The value of investing in the future
A central theme emerged at the 2017 Economic Outlook event on August 23: our region’s economy is strong, but maintaining that strength will require investment in our future.
Hosted by the Springfield Business Development Corporation (the Chamber’s economic development arm), the second in this year’s new Outlook series brought together more than 300 SBDC investors, community leaders and members of the public for a look at the state of the local, regional and national economy.
Note: Want to see highlights from the event? Check out the video below!
The view from inside the region
Manager of Business Development Justin Coyan discussed our economic development successes so far in 2017. Highlights include nine announced projects that will create more than 1,000 new jobs, $35.7 million in new payroll and more than $70 million in capital investment for the Springfield region
Coyan focused on two recent stories showcasing the importance of attracting new companies and helping create the environment where existing businesses can expand:
- One Call Care Management, based out of Jacksonville, Florida, announced earlier this summer that it's expanding its operations to open a facility in Springfield
- Louis-based IT firm Asynchrony Labs has expanded its Springfield presence from a single employee working remotely for the company to a downtown office building that is on its way to employing 50.

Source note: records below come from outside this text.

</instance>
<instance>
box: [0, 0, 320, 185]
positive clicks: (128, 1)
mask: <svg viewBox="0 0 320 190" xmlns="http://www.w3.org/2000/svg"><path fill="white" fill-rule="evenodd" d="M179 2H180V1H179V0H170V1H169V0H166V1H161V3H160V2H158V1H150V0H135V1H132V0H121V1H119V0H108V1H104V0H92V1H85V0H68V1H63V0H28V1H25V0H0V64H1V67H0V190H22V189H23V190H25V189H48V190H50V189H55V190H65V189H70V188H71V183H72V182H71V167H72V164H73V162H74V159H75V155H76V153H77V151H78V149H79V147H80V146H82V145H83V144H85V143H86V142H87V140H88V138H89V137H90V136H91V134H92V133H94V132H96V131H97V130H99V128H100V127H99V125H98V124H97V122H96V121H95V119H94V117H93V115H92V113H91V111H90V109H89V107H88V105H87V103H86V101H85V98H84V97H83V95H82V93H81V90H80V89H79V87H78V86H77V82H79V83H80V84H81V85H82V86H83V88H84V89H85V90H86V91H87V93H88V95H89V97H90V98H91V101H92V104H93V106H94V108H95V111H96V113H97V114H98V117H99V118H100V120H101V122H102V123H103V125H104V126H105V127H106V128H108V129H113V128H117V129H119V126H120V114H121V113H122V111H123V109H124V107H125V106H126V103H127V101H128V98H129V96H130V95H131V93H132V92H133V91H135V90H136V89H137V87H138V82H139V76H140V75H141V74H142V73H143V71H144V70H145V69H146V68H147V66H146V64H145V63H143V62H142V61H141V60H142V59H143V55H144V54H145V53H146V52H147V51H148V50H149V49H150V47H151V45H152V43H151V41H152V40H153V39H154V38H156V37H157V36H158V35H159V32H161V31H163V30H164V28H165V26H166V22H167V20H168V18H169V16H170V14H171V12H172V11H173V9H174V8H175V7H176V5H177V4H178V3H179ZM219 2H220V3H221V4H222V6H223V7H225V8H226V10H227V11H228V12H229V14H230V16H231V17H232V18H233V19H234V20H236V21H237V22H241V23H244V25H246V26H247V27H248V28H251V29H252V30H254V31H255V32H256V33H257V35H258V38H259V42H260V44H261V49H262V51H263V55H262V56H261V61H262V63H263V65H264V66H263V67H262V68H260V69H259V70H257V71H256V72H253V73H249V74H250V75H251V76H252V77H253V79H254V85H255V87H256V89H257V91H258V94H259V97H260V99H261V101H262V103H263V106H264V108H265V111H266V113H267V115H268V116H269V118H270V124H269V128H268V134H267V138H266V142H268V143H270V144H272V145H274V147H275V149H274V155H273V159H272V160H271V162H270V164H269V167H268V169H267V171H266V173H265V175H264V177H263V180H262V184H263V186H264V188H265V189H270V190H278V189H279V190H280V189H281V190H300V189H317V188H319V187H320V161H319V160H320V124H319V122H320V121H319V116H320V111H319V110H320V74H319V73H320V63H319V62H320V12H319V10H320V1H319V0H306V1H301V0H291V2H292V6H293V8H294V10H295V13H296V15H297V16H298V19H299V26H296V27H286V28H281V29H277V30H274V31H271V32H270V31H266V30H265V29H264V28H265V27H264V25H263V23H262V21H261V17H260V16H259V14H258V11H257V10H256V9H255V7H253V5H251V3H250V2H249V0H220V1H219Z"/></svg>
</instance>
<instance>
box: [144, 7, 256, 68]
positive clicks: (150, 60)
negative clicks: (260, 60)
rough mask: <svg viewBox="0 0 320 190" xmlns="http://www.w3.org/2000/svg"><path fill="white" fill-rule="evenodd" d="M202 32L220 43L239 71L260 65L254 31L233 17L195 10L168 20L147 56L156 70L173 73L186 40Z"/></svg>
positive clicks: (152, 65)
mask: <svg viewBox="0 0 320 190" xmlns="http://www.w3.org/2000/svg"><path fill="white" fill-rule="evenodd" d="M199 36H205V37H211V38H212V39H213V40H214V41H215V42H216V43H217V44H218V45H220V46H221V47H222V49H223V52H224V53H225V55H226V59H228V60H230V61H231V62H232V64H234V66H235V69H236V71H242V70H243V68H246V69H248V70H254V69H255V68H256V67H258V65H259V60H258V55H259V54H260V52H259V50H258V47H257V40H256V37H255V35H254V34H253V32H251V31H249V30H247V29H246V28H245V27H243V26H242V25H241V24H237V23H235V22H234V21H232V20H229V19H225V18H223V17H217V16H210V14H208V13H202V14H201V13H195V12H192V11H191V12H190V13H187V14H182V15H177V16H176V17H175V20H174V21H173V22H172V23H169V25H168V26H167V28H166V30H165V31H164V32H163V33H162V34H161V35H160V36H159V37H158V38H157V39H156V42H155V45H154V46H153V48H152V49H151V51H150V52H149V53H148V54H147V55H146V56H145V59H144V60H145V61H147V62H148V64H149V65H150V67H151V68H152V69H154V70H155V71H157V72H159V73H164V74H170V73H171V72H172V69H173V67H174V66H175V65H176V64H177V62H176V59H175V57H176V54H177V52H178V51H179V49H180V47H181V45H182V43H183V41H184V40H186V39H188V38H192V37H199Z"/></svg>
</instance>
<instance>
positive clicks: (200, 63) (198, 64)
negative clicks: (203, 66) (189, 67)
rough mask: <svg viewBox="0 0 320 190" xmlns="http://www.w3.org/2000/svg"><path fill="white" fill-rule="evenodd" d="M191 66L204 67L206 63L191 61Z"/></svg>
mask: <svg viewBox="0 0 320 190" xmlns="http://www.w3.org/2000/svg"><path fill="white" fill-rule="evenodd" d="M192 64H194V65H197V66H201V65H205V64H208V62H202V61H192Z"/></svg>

Our region won both projects because move-in ready buildings were available and suited the needs of those two companies – but that kind of real estate is at a premium in the market, as is the workforce needed to meet the demands of growth.
“We must continue to invest in our workforce, continue bringing additional real estate options to market and continue to support the growth and expansion of our current businesses if our community is to continue realizing these successes,” Coyan said.
The experts’ perspective
The event’s two keynote speakers, both Federal Reserve Bank economists, offered a more macroeconomic view. Charles Gascon of the St. Louis Fed gave a regional perspective, noting that the economy in Springfield’s metro area remains strong. Our area boasts historically low unemployment rates and is maintaining modest but steady population growth without seeing increases in cost of living.
Gascon noted that while those low unemployment rates will help grow wages, they could also mean slow job growth, since there are fewer people available to fill the newly created jobs. He said the best way to help foster continued growth is to invest in the resources for which the Chamber has long been an advocate: infrastructure and human capital, i.e., education.
“Increased output can come from either attracting workers or increasing productivity,” he said.
Following Gascon, Craig Hakkio of the Kansas City Fed provided a look at the national economy and offered a cautiously optimistic view of the future. Real GDP growth is expected to slowly increase over the next 18 months, while inflation has recently moderated and monetary policy is returning to more historically normal levels, he said.
But Hakkio also pointed to the labor market as a potential sticking point. He said the country is at, or even beyond, “full employment,” meaning the number of new jobs created each month is outpacing the number of unemployed workers to fill them.
He also indicated that high-skills jobs have accounted for the majority of net employment growth over the last five years, meaning the need for specialized workforce training continues to increase – mirroring what many Chamber members tell us.
Through three different speakers, the Economic Outlook event delivered the message that we must make a collective investment in infrastructure, real estate and workforce to sustain the positive economic environment we all enjoy in the Springfield region.